Machine Translation
===================

##############################
Toy task - reversing sequences
##############################

You can tests how things work on the following end-to-end toy task.
First, execute::

./create_toy_data

This should create ``toy_text_data`` folder on disk. This is a data for the toy
machine translation problem where the task is to learn to reverse sequences.

For example, if src=``α α ζ ε ε κ δ ε κ α ζ`` then, "correct" translation is tgt=``ζ α κ ε δ κ ε ε ζ α α``.

To train a simple, RNN-based encoder-decoder model with attention, execute the following command::

 python run.py --config_file=example_configs/text2text/nmt-reversal-RR.py --mode=train_eval

This will train a model and perform evaluation on the "dev" dataset in parallel.
To view the progress of training, start Tensorboard::

  tensorboard --logdir=.

To run "inference" mode on the "test" execute the following command::

  python run.py --config_file=example_configs/text2text/nmt-reversal-RR.py --mode=infer --infer_output_file=output.txt --num_gpus=1

Once, finished, you will get inference results in ``output.txt`` file. You can measure how
well it did by launching Mosses's script::

 ./multi-bleu.perl toy_text_data/test/target.txt < output.txt

You should get above 0.9 (which corresponds to BLEU score of 90).
To train a "Transformer"-based model (see `Attention Is All You Need <https://arxiv.org/abs/1706.03762>`_ paper) use ``example_configs/nmt_reversal-TT.py``
configuration file.

********************
Feeling adventurous?
********************

One of the main goals of OpenSeq2Seq is to allow you easily experiment with different architectures. Try out these configurations:

#. ``example_configs/nmt_reversal-CR.py`` - a model which uses Convolutional encoder and RNN decoder with attention
#. ``example_configs/nmt_reversal-RC.py`` - a model which uses RNN-based encoder and Convolutional decoder
#. ``example_configs/nmt_reversal-TT.py`` - a model which uses Transformer-based encoder and Transformer-based decoder


#####################################
Creating English-to-German translator
#####################################

Execute the following script to get WMT data::

./get_wmt16_en_dt.sh

This will take a while as a lot of data needs to be downloaded and pre-processed.
After, this is is finished you can try training a "real" model very much like you did above for the toy task::

 python run.py --config_file=example_configs/text2text/en-de-nmt-small.py --mode=train_eval

Before you execute this script, make sure that you've changed ``data_root`` inside ``en-de-nmt-small.py`` to point to the correct WMT data location.
This configuration will take a while to train on a single system.

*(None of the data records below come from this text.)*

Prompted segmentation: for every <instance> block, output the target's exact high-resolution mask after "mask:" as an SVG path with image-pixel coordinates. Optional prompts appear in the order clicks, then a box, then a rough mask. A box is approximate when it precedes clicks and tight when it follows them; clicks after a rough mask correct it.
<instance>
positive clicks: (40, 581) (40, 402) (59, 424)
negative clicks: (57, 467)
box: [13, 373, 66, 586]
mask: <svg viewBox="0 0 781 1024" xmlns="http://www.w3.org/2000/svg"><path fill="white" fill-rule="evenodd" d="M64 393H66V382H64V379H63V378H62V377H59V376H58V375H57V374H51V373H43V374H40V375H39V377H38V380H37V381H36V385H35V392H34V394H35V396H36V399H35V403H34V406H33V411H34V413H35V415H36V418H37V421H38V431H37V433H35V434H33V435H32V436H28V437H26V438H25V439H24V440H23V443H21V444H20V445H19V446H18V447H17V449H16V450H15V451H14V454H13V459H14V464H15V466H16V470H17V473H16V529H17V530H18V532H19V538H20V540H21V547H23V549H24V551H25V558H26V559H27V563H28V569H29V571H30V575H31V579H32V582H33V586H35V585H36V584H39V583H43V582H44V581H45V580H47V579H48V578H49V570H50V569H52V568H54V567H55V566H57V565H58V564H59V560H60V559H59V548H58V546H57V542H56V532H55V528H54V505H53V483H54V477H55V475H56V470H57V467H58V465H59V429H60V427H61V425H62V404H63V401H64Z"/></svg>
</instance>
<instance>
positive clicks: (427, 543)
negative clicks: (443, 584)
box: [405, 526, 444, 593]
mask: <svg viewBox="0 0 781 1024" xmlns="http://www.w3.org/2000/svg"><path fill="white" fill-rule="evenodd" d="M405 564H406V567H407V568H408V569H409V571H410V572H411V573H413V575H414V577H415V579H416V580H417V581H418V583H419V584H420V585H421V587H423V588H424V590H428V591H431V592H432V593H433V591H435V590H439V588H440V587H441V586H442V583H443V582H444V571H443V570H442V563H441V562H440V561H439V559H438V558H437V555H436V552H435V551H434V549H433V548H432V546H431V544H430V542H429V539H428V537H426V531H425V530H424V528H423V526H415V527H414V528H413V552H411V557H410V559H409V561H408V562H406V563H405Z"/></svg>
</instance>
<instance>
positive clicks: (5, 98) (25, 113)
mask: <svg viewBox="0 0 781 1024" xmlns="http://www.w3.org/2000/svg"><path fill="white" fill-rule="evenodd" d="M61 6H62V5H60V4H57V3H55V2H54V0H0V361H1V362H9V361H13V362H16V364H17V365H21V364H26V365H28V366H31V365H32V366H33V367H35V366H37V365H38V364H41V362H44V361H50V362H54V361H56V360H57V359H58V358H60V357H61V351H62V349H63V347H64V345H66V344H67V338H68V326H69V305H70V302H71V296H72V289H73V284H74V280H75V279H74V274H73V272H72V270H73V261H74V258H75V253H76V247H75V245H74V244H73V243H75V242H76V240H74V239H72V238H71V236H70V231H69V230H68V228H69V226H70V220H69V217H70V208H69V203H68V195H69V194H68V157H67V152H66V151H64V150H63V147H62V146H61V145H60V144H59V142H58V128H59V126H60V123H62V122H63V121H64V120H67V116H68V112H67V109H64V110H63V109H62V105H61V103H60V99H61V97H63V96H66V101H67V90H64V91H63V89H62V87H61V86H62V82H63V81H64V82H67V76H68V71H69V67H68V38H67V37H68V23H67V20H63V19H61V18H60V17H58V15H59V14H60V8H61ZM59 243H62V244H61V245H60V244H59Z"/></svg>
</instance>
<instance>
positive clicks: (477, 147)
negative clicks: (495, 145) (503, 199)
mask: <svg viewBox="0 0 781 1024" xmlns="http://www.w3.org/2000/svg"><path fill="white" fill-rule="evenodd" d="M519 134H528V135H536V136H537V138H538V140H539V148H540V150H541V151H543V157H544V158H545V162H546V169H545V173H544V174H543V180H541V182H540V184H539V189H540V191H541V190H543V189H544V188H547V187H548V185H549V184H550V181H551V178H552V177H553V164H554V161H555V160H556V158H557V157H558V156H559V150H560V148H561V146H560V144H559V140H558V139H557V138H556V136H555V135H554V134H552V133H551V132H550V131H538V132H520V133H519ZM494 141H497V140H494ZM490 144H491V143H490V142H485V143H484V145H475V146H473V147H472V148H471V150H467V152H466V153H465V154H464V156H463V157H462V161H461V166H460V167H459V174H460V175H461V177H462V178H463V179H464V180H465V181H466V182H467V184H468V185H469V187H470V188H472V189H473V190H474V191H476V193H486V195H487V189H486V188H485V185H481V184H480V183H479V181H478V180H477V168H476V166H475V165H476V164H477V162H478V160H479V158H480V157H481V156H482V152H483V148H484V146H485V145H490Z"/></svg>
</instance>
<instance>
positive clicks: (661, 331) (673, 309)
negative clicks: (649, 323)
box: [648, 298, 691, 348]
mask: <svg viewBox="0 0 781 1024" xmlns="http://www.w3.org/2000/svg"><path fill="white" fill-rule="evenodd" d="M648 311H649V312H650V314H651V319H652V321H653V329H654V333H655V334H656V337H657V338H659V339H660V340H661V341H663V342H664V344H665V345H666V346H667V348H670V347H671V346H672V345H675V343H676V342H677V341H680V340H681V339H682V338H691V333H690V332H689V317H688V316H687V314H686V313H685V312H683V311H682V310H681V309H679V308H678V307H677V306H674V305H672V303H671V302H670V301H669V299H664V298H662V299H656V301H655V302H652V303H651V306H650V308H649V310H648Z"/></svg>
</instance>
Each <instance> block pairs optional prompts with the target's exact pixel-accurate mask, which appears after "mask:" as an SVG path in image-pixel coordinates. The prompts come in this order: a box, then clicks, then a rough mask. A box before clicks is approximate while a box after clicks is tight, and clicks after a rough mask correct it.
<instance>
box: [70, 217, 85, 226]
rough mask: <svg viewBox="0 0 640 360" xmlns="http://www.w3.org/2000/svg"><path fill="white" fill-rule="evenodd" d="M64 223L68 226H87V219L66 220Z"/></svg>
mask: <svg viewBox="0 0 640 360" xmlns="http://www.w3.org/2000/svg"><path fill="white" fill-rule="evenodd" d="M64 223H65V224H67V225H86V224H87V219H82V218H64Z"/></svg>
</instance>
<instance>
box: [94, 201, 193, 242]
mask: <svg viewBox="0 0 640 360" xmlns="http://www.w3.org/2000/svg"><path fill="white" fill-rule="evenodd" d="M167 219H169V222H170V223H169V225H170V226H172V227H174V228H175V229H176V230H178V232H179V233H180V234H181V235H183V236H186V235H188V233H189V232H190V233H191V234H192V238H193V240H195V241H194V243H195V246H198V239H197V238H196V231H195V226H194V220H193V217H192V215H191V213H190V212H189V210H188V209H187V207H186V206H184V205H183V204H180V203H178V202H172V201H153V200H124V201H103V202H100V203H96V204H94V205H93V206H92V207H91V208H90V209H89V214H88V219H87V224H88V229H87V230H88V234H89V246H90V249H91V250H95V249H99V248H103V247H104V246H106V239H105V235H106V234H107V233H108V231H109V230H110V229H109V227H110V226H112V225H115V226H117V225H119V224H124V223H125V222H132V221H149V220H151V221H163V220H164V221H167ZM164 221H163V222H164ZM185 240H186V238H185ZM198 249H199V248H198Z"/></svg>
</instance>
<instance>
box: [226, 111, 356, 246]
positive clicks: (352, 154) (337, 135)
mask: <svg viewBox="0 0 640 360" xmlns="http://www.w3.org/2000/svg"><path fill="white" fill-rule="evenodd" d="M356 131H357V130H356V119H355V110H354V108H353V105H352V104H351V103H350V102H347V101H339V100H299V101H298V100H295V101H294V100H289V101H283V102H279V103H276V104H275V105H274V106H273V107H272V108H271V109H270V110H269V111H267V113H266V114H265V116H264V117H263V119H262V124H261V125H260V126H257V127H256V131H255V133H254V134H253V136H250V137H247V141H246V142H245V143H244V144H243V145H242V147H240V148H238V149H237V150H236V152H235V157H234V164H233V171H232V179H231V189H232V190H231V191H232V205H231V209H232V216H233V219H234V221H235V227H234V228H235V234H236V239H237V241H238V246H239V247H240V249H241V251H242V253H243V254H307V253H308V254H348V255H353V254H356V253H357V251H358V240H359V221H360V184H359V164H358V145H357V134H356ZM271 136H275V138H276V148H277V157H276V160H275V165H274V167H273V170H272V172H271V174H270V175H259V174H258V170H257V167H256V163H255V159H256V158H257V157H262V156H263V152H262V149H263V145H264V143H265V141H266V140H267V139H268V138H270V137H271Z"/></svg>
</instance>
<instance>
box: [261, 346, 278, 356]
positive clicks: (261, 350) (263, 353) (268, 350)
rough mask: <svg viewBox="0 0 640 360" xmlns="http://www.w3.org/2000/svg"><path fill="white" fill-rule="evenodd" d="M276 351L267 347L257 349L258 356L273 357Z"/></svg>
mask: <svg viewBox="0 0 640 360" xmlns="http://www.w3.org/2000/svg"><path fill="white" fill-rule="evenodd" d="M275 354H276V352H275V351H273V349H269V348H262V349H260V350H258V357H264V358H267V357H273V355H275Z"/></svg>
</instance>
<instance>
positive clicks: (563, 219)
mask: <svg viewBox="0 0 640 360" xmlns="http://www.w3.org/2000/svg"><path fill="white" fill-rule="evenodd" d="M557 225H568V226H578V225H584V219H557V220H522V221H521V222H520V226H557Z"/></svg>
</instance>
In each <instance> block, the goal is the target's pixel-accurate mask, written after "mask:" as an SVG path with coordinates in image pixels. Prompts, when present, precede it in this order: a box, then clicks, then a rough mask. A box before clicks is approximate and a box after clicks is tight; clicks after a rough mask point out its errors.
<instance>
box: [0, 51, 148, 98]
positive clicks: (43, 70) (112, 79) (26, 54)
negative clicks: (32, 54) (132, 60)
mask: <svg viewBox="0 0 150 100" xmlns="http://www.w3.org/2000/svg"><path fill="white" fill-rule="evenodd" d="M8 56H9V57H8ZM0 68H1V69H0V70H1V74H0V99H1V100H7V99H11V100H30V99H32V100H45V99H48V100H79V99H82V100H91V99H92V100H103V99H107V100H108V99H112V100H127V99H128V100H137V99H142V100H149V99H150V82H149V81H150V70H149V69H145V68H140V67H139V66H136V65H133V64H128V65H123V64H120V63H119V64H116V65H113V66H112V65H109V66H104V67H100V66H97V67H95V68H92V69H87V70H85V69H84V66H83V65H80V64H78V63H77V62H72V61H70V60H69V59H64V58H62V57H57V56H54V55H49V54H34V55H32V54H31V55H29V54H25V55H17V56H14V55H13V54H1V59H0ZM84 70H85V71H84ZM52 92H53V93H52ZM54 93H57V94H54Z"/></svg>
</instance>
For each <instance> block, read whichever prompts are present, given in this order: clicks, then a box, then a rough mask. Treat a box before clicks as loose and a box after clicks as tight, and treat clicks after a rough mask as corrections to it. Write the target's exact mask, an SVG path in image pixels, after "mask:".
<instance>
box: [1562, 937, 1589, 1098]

If your GPU does not have enough memory
try reducing the ``batch_size_per_gpu`` parameter. Also, you might want to disable parallel evaluation by using ``--mode=train``.
You can adjusted ``num_gpus`` parameter to train on more than one GPU if available.

*************
Run inference
*************

Once training is done, you can run inference::

    python run.py --config_file=example_configs/text2text/en-de-nmt-small.py --mode=infer --infer_output_file=file_with_BPE_segmentation.txt --num_gpus=1

Note that because BPE-based vocabularies were used during training, the results will contain BPE segmentation.
Also, make sure you use only 1 GPU for inference (``-num_gpus=1``) because otherwise the order of lines in output file is not defined.

*************************
Cleaning BPE segmentation
*************************

Before computing BLEU scores you need to remove BPE segmentation::

  cat file_with_BPE_segmentation.txt | sed -r 's/(@@ )|(@@ ?$)//g' > cleaned_file.txt

*********************
Computing BLEU scores
*********************

Run ```multi-blue.perl``` script on cleaned data::

  ./multi-bleu.perl newstest2014.tok.de < cleaned_file.txt

You should get a BLEU score above 20 for this small model on newstest2014.tok.de.